Binding cooperativity in the Sn-TEBPαβ system is recapitulated in the human Pot1–Tpp1 complex since DNA-binding by Pot1 increases approximately 10-fold in the presence of Tpp1 (Xin et al., 2007; Wang et al., 2007). Cooperativity and binding linkage are biochemical behaviors associated with allosteric systems. Allostery could explain how telomere DNA-OB complexes switch from a DNA-protective state to a DNA-synthesis state (Buczek and Horvath, 2006a; Wang et al., 2007; Latrick and Cech, 2010). A regulated DNA protection ↔ DNA synthesis switch built around Sp-Pot1 and the Tpp1 homolog Sp-Tpz1 appears to be conserved in S. pombe, since the system shows rapid telomere defects if these proteins or interacting partners are removed (Miyoshi et al., 2008).

Conclusion and prospectus

Structures of telomere OB proteins have greatly expanded in number, making it possible to make meaningful structural comparisons. Structurally aligned amino acid sequences together with structural morphology characters provided a partially resolved view of deeply rooted evolutionary connections among telomere OB proteins and replication protein A. Comparison of OB-DNA and OB-OB interfaces led to general properties of each interface type and highlighted differences in the propensity of tyrosine residues, which is elevated for DNA-contacting surfaces. By comparison with these simple OB interfaces, architectures apparent for composite OB interfaces were significantly more complex. Structural complexity probably underlies emergent properties of specificity, cooperativity and allostery that are important for biological function of telomere OB proteins.

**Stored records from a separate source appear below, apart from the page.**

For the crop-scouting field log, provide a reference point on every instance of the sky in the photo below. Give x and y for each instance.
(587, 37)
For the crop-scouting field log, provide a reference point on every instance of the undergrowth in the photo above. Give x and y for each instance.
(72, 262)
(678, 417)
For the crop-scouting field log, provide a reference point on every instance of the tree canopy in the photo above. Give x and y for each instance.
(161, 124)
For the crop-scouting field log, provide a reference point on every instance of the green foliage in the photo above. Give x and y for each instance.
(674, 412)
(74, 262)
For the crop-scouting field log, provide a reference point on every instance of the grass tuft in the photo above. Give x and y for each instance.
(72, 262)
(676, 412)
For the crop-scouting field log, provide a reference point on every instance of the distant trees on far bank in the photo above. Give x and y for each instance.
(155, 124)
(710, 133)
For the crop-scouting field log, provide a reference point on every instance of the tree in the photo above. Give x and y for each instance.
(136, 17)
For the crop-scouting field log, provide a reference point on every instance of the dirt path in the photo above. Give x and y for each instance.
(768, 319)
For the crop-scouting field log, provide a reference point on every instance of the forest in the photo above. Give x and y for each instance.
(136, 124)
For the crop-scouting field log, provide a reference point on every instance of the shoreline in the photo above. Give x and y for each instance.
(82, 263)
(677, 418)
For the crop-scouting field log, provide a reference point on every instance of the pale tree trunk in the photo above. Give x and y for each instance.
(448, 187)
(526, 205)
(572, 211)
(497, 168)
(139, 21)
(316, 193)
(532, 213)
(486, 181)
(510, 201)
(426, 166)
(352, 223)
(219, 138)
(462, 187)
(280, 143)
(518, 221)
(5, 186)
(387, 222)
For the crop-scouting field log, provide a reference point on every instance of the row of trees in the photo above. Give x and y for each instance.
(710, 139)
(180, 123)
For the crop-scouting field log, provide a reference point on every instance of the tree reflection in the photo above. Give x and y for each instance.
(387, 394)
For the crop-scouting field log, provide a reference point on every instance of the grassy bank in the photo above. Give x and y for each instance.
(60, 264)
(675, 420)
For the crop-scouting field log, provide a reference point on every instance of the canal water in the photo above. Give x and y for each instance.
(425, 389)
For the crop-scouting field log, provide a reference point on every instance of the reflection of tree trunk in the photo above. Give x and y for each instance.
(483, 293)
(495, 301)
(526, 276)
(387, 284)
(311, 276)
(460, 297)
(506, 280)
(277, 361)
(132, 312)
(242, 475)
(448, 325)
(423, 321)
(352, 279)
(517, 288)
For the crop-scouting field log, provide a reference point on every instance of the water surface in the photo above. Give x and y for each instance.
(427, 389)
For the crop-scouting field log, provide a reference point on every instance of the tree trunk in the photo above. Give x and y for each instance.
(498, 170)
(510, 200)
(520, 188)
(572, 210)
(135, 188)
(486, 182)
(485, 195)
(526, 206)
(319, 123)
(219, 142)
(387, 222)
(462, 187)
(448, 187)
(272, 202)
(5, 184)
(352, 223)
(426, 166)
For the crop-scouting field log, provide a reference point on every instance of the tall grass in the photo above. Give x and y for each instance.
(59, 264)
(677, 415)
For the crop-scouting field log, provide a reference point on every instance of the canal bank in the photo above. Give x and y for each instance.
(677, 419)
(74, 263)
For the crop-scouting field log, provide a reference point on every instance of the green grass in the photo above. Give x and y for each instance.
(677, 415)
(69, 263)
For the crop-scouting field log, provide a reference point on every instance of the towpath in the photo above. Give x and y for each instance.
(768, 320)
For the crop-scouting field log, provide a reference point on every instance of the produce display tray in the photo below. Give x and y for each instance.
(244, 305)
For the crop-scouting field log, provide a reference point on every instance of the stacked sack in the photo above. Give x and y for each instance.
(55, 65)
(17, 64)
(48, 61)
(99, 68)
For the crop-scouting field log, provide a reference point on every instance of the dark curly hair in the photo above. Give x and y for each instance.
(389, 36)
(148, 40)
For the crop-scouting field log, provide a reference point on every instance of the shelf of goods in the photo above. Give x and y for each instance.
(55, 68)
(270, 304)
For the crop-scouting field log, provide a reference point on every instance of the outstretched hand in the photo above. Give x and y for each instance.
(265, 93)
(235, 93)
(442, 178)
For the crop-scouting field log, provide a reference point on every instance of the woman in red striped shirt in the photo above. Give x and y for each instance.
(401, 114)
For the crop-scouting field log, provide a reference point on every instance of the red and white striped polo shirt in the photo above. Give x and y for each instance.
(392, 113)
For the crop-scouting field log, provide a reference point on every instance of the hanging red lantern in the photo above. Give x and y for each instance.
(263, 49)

Structures of OB-DNA complexes characterized to date likely correspond with telomere DNA-protective states. Biochemical experiments and genetic analyses have demonstrated that telomere OB proteins can also promote telomere DNA synthesis, probably through allosteric mechanisms involving telomerase and the semi-conservative DNA synthesis apparatus. Evolutionary pressure selecting for allostery in these systems can be appreciated by considering alternative scenarios in which the system is unresponsive or stochastic. The DNA protective state requires high DNA affinity and slow DNA dissociation. The DNA synthesis apparatus has a limited time window in which to operate, and therefore cannot wait for such dissociation events to happen by chance. Additionally, an intermediate potentially encountered in a stochastic scenario is naked single-stranded DNA, which would be degraded, recombine with other parts of the genome, or elicit an inappropriate DNA damage repair response. Allosteric regulation avoids all these risky and dangerous possibilities. An important goal for future structural work will be to uncover the molecular form associated with DNA synthesis state(s) and to puzzle out exactly how putative allosteric mechanisms trigger switching between states. What do the moving parts look like? and how do they work? The answers will open new areas of knowledge with high dividends in terms of understanding telomere structure, evolution and biology.